His boss nearby watches as I interview him and jumps in before he can give me his last name. It’s quickly apparent that the two are close and that his boss is very protective. Prior to coming to Serbia, Ahmed had been in Turkey and Bulgaria where he had encountered violence against himself and other refugees.
“I saw a lot of problems before in Bulgaria, Turkey, Iran… So when I arrived here I felt a bit more safe,” Ahmed explains. “They’re not torturing and doing bad things to refugees here, they’re good with people. We were living in the parks before but when the winter started, we came to the barracks.”
This past winter, temperatures dropped to -20 Celsius (-4 Fahrenheit). One member of Medecins Sans Frontieres said there had been one death caused by hypothermia.
“We’ve spent six months in the barracks,” say Ahmed, “When the winter started, it was very cold and there were a lot of children that no one cared about. A lot of people had come from Bulgaria where they had been tortured. Some had their noses broken, others their head or arms.”
Ahmed’s boss chimes in and tells me how they burned wood inside the barracks to stay warm. This wood, however, was covered in old paint that created red toxic fumes when burned which induced heavy coughing and got people sick. The doors of the barracks, closed to keep the cold out, helped concentrate the smoke indoors making it difficult to see or breathe.
His voice turns angry when talking about the lack of aid during the winter and the sudden influx of support in the spring.
“Nobody cares about us. Nobody cares about the children. Now, after the winter, they’re coming to take care of the children. I was in the barrack three weeks after an operation. I couldn’t walk. They’re not here to protect and help us. They’re here to help the Dubai mafia. They’re not protecting refugees.”
Ahmed gets emotional and mentions his frustration on how blame has been placed unfairly on the refugees. He says that he and the other refugees have shown nothing but appreciation for Serbia, but a recent anti-immigrant protest has left him and others feeling unwelcome and betrayed. The siding of law enforcement and the Serbian Commissariat for Refugees with Eagle Hills, the Abu Dhabi development firm behind the Belgrade WaterFront project, has been particularly hurtful.

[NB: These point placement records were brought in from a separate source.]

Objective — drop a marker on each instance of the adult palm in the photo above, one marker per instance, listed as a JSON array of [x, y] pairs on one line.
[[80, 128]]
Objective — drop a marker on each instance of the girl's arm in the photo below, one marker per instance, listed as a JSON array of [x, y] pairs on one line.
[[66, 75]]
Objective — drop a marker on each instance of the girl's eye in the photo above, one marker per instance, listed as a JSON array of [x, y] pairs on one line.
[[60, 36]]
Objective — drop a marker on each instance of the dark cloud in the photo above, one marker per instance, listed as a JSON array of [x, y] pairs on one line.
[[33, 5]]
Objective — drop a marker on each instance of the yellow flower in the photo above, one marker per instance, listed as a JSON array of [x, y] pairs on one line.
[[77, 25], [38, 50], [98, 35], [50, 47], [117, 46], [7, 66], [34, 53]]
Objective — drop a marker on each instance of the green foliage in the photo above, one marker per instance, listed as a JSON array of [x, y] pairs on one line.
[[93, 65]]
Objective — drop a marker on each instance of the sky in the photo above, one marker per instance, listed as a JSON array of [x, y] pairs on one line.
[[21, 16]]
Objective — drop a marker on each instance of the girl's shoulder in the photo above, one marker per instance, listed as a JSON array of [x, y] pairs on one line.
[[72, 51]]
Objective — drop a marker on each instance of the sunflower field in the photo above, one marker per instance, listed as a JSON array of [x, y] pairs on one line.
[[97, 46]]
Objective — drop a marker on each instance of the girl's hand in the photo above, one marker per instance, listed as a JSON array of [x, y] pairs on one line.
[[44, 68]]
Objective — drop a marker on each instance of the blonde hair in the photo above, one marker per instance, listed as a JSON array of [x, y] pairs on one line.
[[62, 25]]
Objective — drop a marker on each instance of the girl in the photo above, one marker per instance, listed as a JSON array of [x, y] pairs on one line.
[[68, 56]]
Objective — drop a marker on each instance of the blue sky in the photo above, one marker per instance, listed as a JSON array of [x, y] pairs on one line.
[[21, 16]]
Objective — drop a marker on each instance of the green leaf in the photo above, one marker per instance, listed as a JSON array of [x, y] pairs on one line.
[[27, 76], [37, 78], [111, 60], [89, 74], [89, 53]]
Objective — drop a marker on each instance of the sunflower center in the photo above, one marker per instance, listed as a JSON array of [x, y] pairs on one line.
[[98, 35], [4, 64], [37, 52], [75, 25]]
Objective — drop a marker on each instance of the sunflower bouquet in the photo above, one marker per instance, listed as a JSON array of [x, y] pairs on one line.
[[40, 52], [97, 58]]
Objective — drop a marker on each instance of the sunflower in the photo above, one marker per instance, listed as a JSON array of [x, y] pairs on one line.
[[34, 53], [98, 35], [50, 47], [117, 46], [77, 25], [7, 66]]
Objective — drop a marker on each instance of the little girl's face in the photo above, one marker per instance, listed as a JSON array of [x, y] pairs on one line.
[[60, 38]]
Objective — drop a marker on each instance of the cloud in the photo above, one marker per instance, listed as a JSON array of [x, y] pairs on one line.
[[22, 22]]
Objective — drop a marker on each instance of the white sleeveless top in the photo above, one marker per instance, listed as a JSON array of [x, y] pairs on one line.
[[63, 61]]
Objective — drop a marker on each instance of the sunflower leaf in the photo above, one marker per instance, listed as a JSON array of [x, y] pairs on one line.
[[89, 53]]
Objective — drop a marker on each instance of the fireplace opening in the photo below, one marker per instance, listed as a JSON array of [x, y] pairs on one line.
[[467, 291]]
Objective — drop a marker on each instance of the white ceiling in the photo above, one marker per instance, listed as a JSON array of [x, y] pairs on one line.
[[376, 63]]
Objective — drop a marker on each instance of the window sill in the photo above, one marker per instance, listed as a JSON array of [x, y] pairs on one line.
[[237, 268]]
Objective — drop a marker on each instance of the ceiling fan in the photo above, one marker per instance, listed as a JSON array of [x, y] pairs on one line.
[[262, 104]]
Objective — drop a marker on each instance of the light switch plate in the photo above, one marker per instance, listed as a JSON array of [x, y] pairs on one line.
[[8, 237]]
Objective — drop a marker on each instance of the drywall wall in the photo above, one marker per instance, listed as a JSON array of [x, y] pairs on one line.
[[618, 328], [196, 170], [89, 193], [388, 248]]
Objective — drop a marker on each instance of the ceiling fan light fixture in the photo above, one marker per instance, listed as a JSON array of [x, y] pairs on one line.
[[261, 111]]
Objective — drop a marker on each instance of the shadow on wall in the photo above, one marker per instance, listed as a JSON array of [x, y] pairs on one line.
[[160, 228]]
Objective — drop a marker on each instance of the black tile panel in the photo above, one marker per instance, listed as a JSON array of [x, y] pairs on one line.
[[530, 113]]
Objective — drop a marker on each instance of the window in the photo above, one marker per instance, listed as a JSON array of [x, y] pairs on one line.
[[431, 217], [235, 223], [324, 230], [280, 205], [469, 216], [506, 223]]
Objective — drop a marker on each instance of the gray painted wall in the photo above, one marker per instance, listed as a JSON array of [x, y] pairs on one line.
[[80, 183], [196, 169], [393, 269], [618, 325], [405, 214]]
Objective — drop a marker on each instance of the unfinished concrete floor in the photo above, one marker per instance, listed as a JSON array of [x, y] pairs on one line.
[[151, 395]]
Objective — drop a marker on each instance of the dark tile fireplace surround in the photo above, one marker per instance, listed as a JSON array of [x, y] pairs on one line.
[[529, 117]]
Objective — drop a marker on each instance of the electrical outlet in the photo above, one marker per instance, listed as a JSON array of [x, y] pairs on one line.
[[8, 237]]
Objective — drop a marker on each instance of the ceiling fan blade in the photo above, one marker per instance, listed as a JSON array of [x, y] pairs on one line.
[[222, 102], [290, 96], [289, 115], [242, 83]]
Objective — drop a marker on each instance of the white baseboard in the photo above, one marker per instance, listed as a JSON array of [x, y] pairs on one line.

Like other migrants at the camp, Ahmed’s goal is to go to the “Game,” a slang term used in the camp to describe crossing the border into another country. But attempting the Game is risky. Best case scenario is that they manage to get through and let their friends know they made it. Worst case scenario is they end up in jail or get deported back and lose the place they held at the camp.
“We aren’t here to get food,” says Ahmed tiredly. “We’re here to move forward. No one wants to stay here.”